BAT hails breakthrough with potential Covid-19 vaccine
British American Tobacco said on Wednesday that it has made a "significant breakthrough" with its tobacco plant technology platform in the development of a potential vaccine for Covid-19.
The company said pre-clinical testing is under way by its US bio-tech subsidiary, Kentucky BioProcessing (KBP). If testing goes well, BAT said it’s hopeful that with the right partners and support from government agencies, between 1 and 3 million doses of the vaccine could be made per week, starting in June.
BAT said KBP’s work around the Covid-19 vaccine project will be carried out on a not-for-profit basis.
BAT highlighted a number of advantages to tobacco plant technology over conventional vaccine production technology. It is potentially safer given that tobacco plants can’t host pathogens which cause human disease, it said. It is also faster because the elements of the vaccine accumulate in tobacco plants much more quickly - six weeks in tobacco plants versus several months using conventional methods.
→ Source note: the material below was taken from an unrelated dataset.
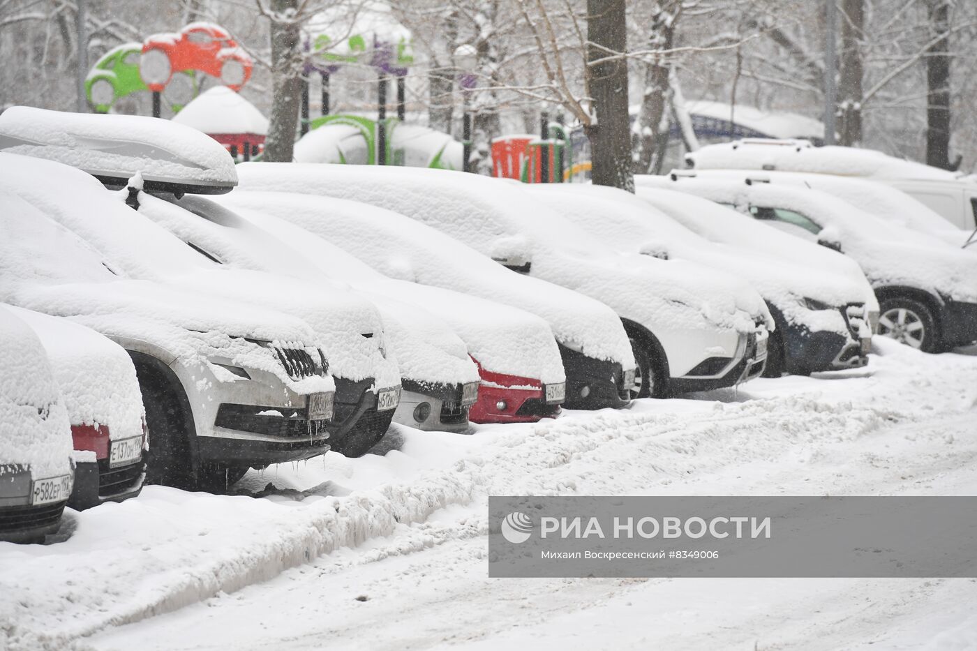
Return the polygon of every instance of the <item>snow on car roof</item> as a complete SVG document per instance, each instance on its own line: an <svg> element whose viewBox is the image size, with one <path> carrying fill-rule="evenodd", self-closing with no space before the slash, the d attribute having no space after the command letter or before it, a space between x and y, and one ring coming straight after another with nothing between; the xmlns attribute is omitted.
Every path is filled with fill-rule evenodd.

The vaccine formulation KBP is developing remains stable at room temperature, unlike conventional vaccines which often require refrigeration, BAT said, and it has the potential to deliver an effective immune response in a single dose.
Dr David O’Reilly, director of scientific research at BAT said: "We are engaged with the US Food and Drug Administration and are seeking guidance on next steps. We have also engaged with the UK’s Department for Health and Social Care, and BARDA in the US, to offer our support and access to our research with the aim of trying to expedite the development of a vaccine for Covid-19.
"Vaccine development is challenging and complex work, but we believe we have made a significant break-through with our tobacco plant technology platform and stand ready to work with governments and all stakeholders to help win the war against Covid-19. We fully align with the United Nations plea, for a whole-of-society approach to combat global problems."